Страница 13 из 20
21
Монастырь Святой Троицы стоит посреди столицы фемы, в самом оживленном ее месте. Об одну сторону – торг, о другую – палаты стратига, третья – глухая, стена в стену городских терм, перед четвертой простирается сад с питьевой цистерной. Человеку, в воинской науке несведущему, высокие эти плинфяные стены напомнят крепостные сооружения; но ничего истинно военного в них нет: высоки да тонки, зубцами изукрашены, да боевых площадок за ними нет. Стены защищают обитель не от вражеских воинов, а от кипящего мира.
Внутри – покой.
Однако мир время от времени посещает тихое обиталище черноризцев.
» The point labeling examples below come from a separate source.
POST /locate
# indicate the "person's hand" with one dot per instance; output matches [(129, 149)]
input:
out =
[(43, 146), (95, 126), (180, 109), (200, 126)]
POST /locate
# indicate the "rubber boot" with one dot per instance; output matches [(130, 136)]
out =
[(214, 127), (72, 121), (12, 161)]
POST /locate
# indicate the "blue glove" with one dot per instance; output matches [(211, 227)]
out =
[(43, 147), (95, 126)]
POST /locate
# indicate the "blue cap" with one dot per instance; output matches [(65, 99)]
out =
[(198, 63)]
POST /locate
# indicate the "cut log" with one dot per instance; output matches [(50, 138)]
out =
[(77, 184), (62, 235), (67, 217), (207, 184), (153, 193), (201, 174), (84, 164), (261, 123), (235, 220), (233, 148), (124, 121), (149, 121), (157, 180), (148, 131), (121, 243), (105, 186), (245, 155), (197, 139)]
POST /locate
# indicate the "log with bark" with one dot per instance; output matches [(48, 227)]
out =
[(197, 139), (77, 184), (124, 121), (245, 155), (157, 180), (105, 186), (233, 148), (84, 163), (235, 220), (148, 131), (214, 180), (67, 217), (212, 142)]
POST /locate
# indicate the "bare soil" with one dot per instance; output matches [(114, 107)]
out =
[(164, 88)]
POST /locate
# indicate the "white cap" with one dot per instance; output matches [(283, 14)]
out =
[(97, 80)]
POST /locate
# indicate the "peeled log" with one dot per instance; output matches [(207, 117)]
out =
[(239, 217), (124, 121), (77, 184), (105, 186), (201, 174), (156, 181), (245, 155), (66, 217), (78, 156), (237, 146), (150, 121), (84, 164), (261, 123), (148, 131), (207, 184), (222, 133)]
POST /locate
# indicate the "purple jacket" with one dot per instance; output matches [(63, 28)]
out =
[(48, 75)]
Иногда он заходит через Царские врата из сада, иногда – через Митрополичьи врата со стороны палат, иногда – через малую калитку, принося с собой шум торгующих, а иногда через тайный ход, проложенный под термами. Если два человека желают, чтобы их встреча осталась незамеченной, о ней никто не будет знать, помимо разве одного лишь отца-настоятеля.
– …Стратиг?
– На редкость чист. Не жесток. Не свиреп в сборе податей. Не труслив на войне. Не слаб в управительском искусстве. Не еретик и не отступник веры. Не сладострастник. Даже не вор, кажется, хотя этого до конца прознать нельзя…
– Но?
– Слабое место одно: Вардан Гаврас. Этот безобразничает с дамами из хороших родов и… всяких родов. Играет в зернь. Ставит на коней и на кулачных бойцов, а потому вечно в судебных тяжбах и вечно без денег. Князь покрывает его во всем по старому товариществу и по старым же военным заслугам турмарха. Из-за него терпит смех и поношения.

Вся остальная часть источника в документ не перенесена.